An interesting thing that’s happening in dinosaur paleontology right now is that most of the low-hanging fossil fruit has already been taken. As a consequence, scientists are having to explore new areas and re-analyse old fossils. This has yielded positive results, however, as paleontologists are learning more about dinosaur diversity and how members of the same species weren’t as geographically dispersed as previously assumed. Longrich said there are two factors at play.

“For one, beds in different areas are often slightly different ages. So as you move across the landscape, you’re moving forward or backward in time, perhaps millions of years,” he explained. “Since dinosaur species are fairly short-lived — surviving a million years or less, on average — that means that you see different species just because you’re sampling different points in time.”

The other thing is that dinosaurs, while known for their size, don’t appear to have had large geographic ranges; very different species tend to appear across relatively short distances.
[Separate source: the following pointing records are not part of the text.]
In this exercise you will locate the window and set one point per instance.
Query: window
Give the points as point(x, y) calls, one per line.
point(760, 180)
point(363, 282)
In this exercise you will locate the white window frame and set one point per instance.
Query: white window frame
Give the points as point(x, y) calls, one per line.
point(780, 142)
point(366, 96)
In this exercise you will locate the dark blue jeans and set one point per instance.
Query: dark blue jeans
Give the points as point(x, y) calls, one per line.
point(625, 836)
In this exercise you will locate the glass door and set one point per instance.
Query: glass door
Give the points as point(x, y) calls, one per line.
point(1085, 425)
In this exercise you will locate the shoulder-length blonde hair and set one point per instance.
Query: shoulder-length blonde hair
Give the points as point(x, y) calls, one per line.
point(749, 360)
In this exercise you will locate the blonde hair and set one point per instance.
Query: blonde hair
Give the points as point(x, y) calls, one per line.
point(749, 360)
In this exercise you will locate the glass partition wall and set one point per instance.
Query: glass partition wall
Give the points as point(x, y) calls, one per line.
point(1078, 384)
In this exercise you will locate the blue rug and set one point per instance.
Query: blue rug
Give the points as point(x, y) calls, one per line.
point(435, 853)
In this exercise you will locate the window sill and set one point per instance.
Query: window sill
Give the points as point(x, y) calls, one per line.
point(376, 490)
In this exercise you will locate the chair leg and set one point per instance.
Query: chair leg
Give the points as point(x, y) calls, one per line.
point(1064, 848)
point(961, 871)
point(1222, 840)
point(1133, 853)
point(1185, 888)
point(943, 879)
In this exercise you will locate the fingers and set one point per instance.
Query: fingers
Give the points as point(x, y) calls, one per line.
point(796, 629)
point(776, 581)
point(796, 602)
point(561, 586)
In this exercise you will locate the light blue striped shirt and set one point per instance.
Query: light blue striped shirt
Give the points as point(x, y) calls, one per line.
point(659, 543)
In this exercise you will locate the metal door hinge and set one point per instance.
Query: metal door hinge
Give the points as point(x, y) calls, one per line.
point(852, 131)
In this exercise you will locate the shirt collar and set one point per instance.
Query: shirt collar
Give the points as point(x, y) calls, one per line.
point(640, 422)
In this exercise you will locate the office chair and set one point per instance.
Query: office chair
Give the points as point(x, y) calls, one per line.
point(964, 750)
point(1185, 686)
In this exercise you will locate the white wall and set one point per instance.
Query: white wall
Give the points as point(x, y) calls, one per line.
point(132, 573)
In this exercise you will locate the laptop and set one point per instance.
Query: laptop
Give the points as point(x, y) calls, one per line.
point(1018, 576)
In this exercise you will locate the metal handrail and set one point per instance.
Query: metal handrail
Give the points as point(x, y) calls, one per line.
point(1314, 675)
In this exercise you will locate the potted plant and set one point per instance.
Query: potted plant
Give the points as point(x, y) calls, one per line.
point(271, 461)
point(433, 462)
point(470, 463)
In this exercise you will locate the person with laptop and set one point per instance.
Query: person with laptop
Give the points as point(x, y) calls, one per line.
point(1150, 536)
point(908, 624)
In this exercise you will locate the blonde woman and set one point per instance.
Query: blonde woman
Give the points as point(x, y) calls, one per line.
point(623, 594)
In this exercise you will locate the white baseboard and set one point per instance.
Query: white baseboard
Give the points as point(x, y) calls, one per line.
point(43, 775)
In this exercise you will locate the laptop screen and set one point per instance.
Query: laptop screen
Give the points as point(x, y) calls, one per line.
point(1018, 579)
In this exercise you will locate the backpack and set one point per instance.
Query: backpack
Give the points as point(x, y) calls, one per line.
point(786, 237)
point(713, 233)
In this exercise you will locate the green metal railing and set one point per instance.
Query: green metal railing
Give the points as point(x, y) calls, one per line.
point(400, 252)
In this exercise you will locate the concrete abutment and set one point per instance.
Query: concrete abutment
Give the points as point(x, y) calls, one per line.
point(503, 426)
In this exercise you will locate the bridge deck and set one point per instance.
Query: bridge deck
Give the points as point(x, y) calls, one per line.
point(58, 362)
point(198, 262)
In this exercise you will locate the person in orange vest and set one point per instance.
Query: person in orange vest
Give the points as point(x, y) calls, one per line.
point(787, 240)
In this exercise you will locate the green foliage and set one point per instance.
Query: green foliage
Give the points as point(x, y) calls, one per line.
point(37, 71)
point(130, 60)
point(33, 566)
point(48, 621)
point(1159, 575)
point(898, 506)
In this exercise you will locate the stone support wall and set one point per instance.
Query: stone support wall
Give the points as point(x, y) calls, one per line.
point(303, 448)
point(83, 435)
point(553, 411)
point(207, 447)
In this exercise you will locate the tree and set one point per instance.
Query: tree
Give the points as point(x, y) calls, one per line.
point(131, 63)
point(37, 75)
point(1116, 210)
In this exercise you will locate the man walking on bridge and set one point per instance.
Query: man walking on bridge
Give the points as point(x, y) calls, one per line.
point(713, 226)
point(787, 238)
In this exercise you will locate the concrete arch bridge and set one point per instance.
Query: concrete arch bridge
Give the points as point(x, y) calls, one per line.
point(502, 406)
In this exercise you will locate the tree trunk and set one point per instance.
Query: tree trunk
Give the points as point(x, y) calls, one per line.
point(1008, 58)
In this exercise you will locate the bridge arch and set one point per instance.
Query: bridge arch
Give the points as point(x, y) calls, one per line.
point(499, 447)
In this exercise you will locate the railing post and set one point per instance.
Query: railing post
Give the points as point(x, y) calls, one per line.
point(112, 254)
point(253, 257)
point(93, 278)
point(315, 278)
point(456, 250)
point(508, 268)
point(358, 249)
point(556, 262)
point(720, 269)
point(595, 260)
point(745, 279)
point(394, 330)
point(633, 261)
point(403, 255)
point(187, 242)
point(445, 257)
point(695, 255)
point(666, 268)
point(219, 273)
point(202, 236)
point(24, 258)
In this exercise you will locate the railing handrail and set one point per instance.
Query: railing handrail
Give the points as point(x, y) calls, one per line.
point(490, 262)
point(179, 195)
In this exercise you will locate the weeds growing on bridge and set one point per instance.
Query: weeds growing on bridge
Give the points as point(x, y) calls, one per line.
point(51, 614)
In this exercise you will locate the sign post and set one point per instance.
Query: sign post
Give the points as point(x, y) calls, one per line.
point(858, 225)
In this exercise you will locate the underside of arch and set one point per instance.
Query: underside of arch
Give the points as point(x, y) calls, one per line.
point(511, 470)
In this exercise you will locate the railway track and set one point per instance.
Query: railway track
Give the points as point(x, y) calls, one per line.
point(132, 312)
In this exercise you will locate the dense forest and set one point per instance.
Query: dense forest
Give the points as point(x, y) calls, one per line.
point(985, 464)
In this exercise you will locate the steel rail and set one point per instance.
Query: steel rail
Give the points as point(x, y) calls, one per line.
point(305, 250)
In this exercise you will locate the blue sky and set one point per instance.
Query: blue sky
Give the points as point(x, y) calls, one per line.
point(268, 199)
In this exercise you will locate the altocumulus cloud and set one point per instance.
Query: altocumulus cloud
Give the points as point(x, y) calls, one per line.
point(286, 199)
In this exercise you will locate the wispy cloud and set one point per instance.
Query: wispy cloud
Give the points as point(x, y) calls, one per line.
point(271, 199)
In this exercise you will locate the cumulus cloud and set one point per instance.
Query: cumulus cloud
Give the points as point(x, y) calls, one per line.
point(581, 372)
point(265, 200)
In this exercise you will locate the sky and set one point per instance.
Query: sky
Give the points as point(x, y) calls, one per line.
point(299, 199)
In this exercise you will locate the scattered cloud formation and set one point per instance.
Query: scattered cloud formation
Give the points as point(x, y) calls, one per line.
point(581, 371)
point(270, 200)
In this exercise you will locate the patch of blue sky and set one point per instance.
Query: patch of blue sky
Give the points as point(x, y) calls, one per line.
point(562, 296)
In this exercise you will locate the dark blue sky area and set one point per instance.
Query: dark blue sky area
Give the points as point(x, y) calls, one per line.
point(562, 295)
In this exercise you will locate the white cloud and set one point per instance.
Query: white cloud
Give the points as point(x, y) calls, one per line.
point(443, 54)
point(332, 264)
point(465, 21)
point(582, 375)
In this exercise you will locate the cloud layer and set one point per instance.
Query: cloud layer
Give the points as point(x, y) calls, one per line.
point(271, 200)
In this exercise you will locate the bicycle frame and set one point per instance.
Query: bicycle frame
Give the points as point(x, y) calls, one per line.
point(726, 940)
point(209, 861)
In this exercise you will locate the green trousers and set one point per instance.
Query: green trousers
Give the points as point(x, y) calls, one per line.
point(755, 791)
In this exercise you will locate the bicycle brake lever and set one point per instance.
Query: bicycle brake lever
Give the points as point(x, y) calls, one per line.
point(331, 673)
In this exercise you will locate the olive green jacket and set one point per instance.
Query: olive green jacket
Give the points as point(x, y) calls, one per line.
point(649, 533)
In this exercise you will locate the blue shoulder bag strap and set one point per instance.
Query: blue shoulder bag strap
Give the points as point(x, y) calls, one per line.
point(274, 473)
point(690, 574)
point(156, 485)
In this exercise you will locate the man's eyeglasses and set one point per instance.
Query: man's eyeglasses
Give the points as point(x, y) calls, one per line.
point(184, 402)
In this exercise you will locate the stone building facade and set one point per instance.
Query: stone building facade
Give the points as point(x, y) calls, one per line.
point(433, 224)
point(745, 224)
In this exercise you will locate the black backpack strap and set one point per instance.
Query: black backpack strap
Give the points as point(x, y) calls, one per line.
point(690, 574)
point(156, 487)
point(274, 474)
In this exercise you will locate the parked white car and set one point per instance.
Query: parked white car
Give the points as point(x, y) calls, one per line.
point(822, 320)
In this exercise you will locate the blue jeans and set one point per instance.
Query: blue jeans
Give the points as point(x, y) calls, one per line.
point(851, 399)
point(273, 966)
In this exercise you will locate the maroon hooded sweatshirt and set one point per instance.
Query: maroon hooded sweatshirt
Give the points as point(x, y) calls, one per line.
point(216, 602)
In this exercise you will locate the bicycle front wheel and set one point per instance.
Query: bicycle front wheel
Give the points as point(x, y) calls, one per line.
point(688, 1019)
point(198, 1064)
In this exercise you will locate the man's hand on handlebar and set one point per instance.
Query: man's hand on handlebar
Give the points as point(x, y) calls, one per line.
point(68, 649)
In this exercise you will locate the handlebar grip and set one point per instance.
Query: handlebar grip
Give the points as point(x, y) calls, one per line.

Potential reasons for this include geographic barriers, climate, and access to plants, but Longrich suspects something else: competition among species. Longrich provided more detail at his blog:

[D]inosaurs and other animals might opportunistically move into an area because of some disturbance — a drought, warming, cooling, climate change, a disease — that decimates the local population. Once there, they would soon adapt to the local environment — adapting to the climate, to the plants, and (perhaps most importantly) to the local endemic diseases and parasites. This gives them a competitive advantage against competing species trying to move into the area.

At some point, however, an environmental disturbance creates an opening, or perhaps a species evolves some advantage that allows it to invade. Now, the invasives get a foothold.

The process repeats, over and over — dinosaurs spread out, evolve in different ways in different habitats, producing new species. This process — invasion, adaptation that prevents further invasion until a disturbance — could create barriers to dispersal without a geographic barrier, or a direct climate barrier…Your competitors are the biggest constraint on where you can live.

For S. turneri, its barrier-free environment was the edge of a huge inland sea known as the Western Interior Seaway. This coastal plain extended all the way up to Canada, allowing for a diversity of dinosaur species, according to the research. This could explain why different dinosaurs, from horned dinosaurs and duckbills through to tyrannosaurs and raptors, occupied different parts of the continent.

The good news is that, so long as paleontologists keep digging in North America, they should expect to find plenty more new species.